New Hampshire, Nevada, Pennsylvania, Wisconsin and Ohio all have Senate races in which antiabortion candidates are having their feet held to the fire by the activist base.
Unfortunately for Republicans, this is unlikely to be a winning issue for them. The latest AP Poll released on Dec. 22 shows that the antiabortion base’s extreme positions are out of step with a majority of Americans: 58 percent of U.S. adults say abortion should be legal in most or all cases while 39 percent say it should be illegal in most or all cases. And 54 percent believe Planned Parenthood should keep its federal funding.
This will not deter the social conservative base even a little bit. They are still steaming over the recognition of marriage equality and, like the rest of the right wing, they feel the Republicans have let them down so they are taking things into their own hands.

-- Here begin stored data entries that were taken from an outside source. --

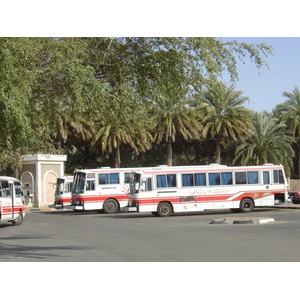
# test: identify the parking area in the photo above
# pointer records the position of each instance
(141, 237)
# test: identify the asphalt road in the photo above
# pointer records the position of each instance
(67, 236)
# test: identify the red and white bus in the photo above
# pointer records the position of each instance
(101, 189)
(63, 192)
(12, 208)
(168, 190)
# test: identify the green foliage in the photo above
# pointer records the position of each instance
(112, 100)
(269, 142)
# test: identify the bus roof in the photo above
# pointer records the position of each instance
(206, 168)
(8, 178)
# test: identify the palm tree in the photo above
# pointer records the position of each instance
(172, 116)
(289, 112)
(223, 116)
(269, 143)
(123, 122)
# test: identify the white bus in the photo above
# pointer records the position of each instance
(101, 189)
(168, 190)
(12, 208)
(63, 192)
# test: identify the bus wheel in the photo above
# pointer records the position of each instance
(18, 221)
(110, 206)
(154, 213)
(164, 209)
(246, 205)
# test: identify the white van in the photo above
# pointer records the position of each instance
(12, 208)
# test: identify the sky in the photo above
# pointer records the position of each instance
(264, 87)
(253, 22)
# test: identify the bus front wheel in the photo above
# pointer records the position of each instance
(164, 209)
(246, 205)
(110, 206)
(18, 221)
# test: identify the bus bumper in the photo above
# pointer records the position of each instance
(56, 206)
(59, 206)
(75, 207)
(129, 208)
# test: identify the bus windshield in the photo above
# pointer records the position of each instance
(18, 189)
(59, 186)
(79, 183)
(135, 183)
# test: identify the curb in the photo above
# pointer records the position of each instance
(242, 221)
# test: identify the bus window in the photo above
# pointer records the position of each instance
(214, 178)
(200, 179)
(18, 189)
(127, 177)
(5, 191)
(278, 176)
(187, 179)
(240, 178)
(146, 185)
(226, 178)
(108, 178)
(266, 177)
(166, 180)
(90, 185)
(252, 177)
(281, 176)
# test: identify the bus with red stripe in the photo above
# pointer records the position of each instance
(63, 192)
(12, 208)
(167, 190)
(104, 189)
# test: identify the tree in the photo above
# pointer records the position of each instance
(172, 116)
(124, 123)
(223, 116)
(289, 113)
(269, 142)
(46, 83)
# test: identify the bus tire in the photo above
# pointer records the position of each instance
(154, 213)
(18, 221)
(110, 206)
(246, 205)
(164, 209)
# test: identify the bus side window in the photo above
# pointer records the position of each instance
(214, 178)
(90, 185)
(240, 178)
(266, 177)
(146, 185)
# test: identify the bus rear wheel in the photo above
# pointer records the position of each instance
(164, 209)
(246, 205)
(110, 206)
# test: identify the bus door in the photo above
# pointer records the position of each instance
(12, 197)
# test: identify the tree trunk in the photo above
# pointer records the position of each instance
(118, 157)
(218, 150)
(169, 153)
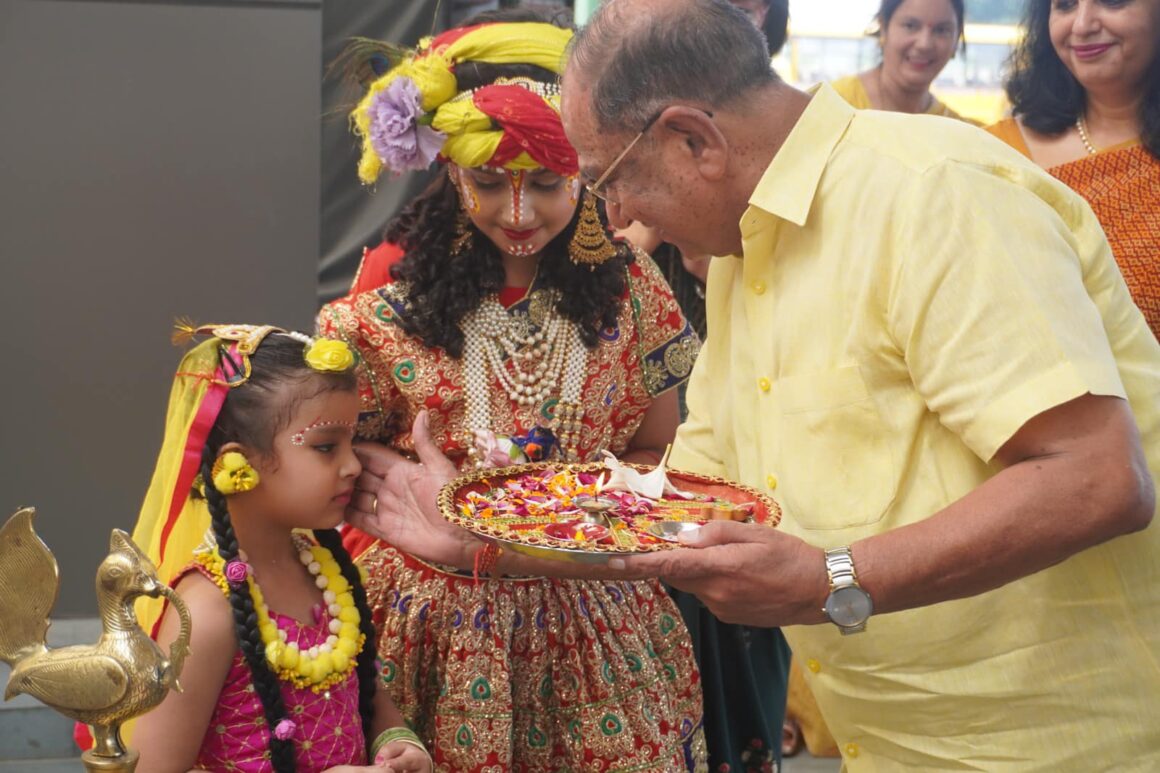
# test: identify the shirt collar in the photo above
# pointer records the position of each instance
(788, 187)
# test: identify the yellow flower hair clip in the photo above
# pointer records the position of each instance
(328, 355)
(232, 474)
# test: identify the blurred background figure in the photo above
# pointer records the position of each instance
(918, 38)
(1085, 89)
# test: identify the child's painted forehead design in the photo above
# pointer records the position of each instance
(299, 438)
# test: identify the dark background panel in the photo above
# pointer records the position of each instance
(156, 159)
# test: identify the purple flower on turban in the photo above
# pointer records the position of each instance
(398, 138)
(284, 730)
(237, 571)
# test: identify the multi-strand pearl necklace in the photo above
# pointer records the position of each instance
(529, 358)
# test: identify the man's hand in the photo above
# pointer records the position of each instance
(744, 572)
(396, 499)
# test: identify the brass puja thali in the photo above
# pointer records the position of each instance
(552, 510)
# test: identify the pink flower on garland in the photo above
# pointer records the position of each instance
(396, 134)
(284, 730)
(237, 571)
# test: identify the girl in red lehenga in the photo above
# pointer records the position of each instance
(505, 315)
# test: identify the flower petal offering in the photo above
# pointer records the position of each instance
(567, 511)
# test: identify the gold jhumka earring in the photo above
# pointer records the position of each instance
(589, 245)
(464, 239)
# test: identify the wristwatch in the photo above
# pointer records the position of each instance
(847, 606)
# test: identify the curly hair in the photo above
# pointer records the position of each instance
(444, 287)
(1046, 96)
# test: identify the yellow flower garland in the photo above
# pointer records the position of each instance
(320, 666)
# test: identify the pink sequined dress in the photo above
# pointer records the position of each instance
(328, 729)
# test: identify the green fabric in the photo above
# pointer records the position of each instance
(744, 678)
(744, 670)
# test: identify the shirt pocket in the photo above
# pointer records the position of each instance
(835, 454)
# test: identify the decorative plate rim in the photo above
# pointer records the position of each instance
(502, 535)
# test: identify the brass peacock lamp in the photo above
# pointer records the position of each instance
(122, 676)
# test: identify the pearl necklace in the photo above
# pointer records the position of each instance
(1084, 138)
(530, 355)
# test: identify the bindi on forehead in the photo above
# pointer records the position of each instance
(336, 427)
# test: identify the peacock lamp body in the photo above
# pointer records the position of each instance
(121, 676)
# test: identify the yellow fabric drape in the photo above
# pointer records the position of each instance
(195, 375)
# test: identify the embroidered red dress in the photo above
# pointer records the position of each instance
(528, 673)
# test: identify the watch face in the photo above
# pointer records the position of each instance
(849, 606)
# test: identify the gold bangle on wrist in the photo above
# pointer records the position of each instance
(400, 734)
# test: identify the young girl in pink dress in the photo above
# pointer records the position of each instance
(281, 673)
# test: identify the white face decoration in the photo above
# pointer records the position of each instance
(519, 210)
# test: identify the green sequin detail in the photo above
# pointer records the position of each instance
(405, 371)
(480, 690)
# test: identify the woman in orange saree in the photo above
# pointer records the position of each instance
(1086, 95)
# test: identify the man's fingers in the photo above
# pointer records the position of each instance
(368, 482)
(724, 533)
(429, 454)
(679, 563)
(364, 500)
(376, 457)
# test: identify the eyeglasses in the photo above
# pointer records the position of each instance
(596, 188)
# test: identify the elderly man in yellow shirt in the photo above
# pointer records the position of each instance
(920, 344)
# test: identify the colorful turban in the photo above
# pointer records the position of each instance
(415, 113)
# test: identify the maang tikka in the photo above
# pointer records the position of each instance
(589, 245)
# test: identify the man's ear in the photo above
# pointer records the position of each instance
(701, 139)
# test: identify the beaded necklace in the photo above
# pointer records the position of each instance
(530, 354)
(1081, 127)
(320, 666)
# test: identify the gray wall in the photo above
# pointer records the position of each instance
(156, 159)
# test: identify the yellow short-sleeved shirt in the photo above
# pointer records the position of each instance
(913, 291)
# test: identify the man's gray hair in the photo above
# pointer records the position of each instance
(704, 51)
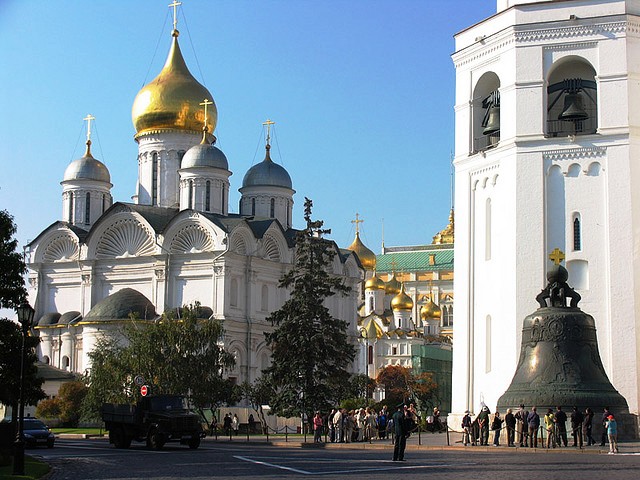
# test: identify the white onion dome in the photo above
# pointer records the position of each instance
(205, 154)
(267, 174)
(87, 168)
(171, 101)
(402, 301)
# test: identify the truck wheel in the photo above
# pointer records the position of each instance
(155, 440)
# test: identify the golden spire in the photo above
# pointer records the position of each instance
(175, 6)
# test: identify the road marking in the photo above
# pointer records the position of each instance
(395, 466)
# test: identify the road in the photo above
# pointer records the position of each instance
(96, 459)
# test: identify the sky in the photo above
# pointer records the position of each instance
(362, 93)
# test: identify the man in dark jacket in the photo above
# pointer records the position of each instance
(400, 430)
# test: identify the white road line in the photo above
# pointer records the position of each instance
(281, 467)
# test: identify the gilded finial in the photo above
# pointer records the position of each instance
(175, 6)
(557, 256)
(357, 222)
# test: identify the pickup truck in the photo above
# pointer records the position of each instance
(155, 419)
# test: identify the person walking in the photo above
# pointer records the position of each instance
(612, 433)
(317, 428)
(549, 425)
(496, 426)
(533, 421)
(400, 430)
(561, 426)
(466, 427)
(576, 427)
(587, 427)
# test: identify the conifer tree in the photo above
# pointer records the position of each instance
(311, 349)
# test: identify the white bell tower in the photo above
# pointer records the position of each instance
(547, 141)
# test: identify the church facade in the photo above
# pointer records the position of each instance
(547, 140)
(177, 243)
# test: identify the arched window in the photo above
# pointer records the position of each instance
(87, 209)
(577, 233)
(487, 243)
(70, 207)
(572, 98)
(233, 293)
(264, 303)
(154, 179)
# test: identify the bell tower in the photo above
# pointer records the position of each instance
(546, 119)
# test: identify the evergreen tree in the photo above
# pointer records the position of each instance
(311, 350)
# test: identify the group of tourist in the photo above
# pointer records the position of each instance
(528, 427)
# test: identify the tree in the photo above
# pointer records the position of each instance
(66, 405)
(12, 291)
(310, 347)
(10, 352)
(180, 356)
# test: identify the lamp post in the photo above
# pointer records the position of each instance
(25, 317)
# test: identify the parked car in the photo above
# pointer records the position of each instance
(37, 433)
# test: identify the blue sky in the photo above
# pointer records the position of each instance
(361, 91)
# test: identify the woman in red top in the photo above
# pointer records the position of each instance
(317, 428)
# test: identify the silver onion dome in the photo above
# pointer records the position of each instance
(267, 173)
(87, 168)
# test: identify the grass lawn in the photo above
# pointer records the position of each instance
(33, 469)
(86, 431)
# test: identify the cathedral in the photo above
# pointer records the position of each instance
(177, 243)
(546, 117)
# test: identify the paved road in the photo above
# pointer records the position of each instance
(95, 459)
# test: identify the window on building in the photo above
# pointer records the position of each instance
(87, 209)
(154, 179)
(577, 233)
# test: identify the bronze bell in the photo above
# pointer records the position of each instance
(573, 108)
(493, 121)
(559, 360)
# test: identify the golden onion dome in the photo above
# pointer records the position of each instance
(430, 311)
(374, 283)
(172, 100)
(366, 256)
(392, 286)
(402, 301)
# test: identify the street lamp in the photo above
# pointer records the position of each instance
(25, 317)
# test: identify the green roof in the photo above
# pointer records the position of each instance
(415, 261)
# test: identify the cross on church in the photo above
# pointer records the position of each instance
(268, 123)
(557, 256)
(88, 119)
(175, 6)
(205, 104)
(357, 222)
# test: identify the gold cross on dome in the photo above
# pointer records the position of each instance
(357, 222)
(557, 256)
(175, 6)
(88, 119)
(206, 103)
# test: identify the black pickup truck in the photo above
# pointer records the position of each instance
(156, 419)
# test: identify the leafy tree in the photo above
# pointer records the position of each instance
(310, 348)
(66, 406)
(12, 291)
(174, 355)
(10, 353)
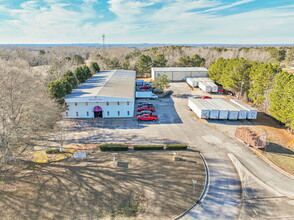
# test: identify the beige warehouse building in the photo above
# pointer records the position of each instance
(179, 73)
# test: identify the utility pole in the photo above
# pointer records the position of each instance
(103, 39)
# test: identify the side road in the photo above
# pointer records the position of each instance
(177, 124)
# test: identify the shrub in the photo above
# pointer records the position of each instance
(148, 147)
(113, 147)
(53, 151)
(176, 147)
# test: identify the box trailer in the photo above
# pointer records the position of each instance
(192, 82)
(233, 112)
(250, 138)
(204, 86)
(213, 110)
(198, 108)
(242, 111)
(223, 111)
(214, 87)
(144, 94)
(251, 112)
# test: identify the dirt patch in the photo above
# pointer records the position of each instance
(137, 185)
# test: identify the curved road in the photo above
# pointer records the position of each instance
(266, 192)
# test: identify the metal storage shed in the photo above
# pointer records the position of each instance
(179, 73)
(197, 106)
(223, 111)
(204, 86)
(233, 111)
(251, 112)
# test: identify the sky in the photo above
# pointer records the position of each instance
(146, 21)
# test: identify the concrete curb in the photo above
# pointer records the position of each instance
(204, 192)
(272, 164)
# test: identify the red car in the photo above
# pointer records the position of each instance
(143, 108)
(147, 117)
(206, 97)
(145, 87)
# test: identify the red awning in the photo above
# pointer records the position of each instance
(97, 109)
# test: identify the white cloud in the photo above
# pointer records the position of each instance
(178, 21)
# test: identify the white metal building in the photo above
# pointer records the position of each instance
(179, 73)
(107, 94)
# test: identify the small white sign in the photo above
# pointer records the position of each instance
(80, 155)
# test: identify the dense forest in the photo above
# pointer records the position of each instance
(33, 81)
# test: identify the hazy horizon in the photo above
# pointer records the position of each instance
(235, 22)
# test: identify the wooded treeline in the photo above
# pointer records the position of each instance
(263, 84)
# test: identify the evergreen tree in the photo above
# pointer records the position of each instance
(143, 64)
(159, 60)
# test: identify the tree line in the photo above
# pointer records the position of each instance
(263, 84)
(144, 63)
(70, 80)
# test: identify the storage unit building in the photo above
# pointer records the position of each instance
(179, 73)
(223, 111)
(233, 111)
(214, 87)
(213, 110)
(107, 94)
(204, 86)
(242, 111)
(251, 112)
(197, 106)
(195, 81)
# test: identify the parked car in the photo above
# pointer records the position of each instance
(145, 87)
(154, 97)
(206, 97)
(144, 102)
(148, 105)
(147, 117)
(148, 112)
(145, 108)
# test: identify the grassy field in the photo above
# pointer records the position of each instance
(138, 185)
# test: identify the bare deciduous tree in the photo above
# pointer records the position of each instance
(25, 107)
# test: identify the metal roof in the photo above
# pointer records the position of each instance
(112, 83)
(180, 69)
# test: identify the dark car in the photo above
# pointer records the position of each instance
(145, 108)
(148, 105)
(148, 112)
(144, 102)
(146, 117)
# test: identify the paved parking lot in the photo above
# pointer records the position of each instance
(177, 124)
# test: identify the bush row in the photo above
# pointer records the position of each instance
(118, 147)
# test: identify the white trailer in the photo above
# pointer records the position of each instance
(204, 86)
(192, 82)
(223, 112)
(251, 112)
(145, 94)
(198, 108)
(213, 110)
(233, 112)
(214, 87)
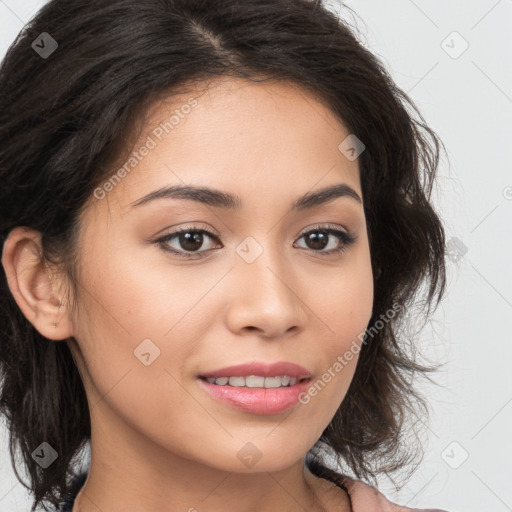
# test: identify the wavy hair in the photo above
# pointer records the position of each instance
(64, 121)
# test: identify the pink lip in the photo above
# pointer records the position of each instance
(262, 369)
(257, 400)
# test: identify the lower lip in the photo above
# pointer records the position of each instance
(258, 400)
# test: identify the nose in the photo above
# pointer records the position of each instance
(266, 296)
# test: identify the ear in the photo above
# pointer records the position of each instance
(32, 285)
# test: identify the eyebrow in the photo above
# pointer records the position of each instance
(219, 199)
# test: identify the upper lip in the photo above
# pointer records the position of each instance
(262, 369)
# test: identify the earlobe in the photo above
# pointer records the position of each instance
(31, 284)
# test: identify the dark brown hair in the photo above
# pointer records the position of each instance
(66, 118)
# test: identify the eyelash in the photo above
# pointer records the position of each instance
(346, 239)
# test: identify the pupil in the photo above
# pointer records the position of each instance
(319, 239)
(191, 241)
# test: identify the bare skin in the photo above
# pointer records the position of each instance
(159, 441)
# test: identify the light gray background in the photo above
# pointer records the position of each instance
(467, 100)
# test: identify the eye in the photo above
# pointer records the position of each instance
(322, 237)
(188, 239)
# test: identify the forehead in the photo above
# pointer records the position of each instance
(252, 139)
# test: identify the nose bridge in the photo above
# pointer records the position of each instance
(264, 294)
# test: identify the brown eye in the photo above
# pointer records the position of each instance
(185, 241)
(335, 240)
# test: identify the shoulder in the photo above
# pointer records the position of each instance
(365, 497)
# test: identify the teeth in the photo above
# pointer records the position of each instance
(254, 381)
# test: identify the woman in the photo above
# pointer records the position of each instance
(215, 215)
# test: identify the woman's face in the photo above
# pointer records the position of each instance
(152, 321)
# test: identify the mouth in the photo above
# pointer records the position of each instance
(236, 392)
(255, 381)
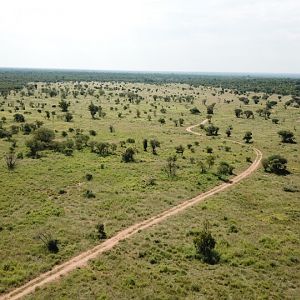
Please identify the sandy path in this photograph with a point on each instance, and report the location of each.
(83, 258)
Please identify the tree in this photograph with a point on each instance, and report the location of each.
(35, 146)
(101, 232)
(128, 155)
(195, 111)
(93, 109)
(225, 169)
(179, 149)
(238, 112)
(19, 118)
(210, 109)
(210, 160)
(247, 137)
(248, 114)
(275, 164)
(50, 243)
(44, 135)
(10, 160)
(228, 132)
(64, 105)
(211, 130)
(205, 244)
(171, 166)
(287, 136)
(68, 117)
(154, 144)
(145, 144)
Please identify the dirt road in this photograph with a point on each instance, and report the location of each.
(83, 258)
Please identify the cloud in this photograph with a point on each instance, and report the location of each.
(190, 35)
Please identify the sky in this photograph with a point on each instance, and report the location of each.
(152, 35)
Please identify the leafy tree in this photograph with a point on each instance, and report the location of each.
(210, 160)
(248, 114)
(195, 111)
(171, 166)
(93, 109)
(225, 169)
(287, 136)
(64, 105)
(154, 144)
(228, 132)
(205, 244)
(145, 144)
(68, 117)
(44, 135)
(179, 149)
(19, 118)
(210, 109)
(275, 164)
(211, 130)
(238, 112)
(247, 137)
(10, 160)
(101, 232)
(128, 155)
(50, 243)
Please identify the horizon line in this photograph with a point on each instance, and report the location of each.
(152, 71)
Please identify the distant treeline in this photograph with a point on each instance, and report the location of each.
(16, 78)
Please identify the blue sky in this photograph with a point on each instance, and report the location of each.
(152, 35)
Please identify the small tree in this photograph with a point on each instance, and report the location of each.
(238, 112)
(10, 160)
(19, 118)
(154, 144)
(247, 137)
(228, 132)
(145, 144)
(225, 169)
(210, 160)
(287, 136)
(68, 117)
(128, 155)
(179, 149)
(171, 166)
(101, 232)
(205, 244)
(49, 242)
(93, 109)
(275, 164)
(248, 114)
(211, 130)
(64, 105)
(210, 109)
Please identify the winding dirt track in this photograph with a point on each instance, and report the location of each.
(83, 258)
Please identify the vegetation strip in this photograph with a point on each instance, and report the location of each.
(84, 257)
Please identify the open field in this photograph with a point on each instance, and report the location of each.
(255, 223)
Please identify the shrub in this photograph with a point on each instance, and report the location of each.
(19, 118)
(10, 160)
(287, 136)
(128, 155)
(225, 169)
(205, 244)
(101, 232)
(89, 194)
(195, 111)
(171, 166)
(247, 137)
(275, 164)
(89, 177)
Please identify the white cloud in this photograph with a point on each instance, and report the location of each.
(190, 35)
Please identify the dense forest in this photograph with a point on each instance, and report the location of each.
(286, 85)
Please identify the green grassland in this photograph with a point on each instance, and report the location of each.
(255, 223)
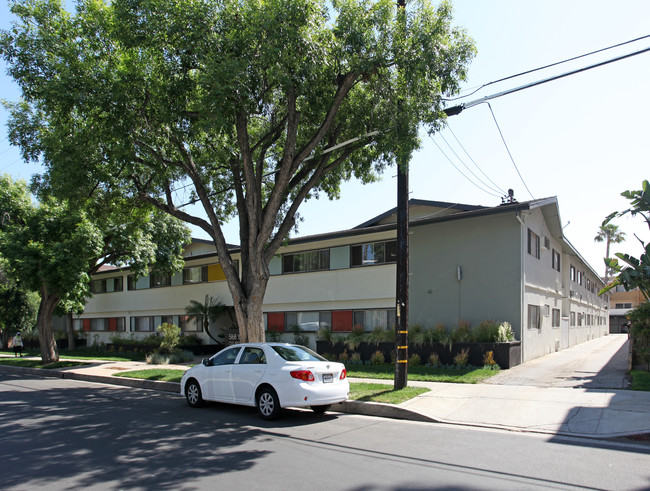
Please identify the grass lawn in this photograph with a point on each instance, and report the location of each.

But despite the solid support for legal abortion and Planned Parenthood, it would be very unwise of the pro-choice community to be too sanguine that they have this one in the bag. Emphasizing the issue at the ballot box may not help the Republicans, but that doesn’t mean they will not continue to make it more and more difficult for women to exercise their right to choose. For all their angry hand-wringing about being thwarted by the GOP, they know that on a state-by-state level they have been remarkably successful at restricting access to abortion. Indeed, if one didn’t know better one might think that their conspicuous caterwauling over Planned Parenthood is just part of their larger strategy to keep their own supporters charged up and ready to fight in all 50 states.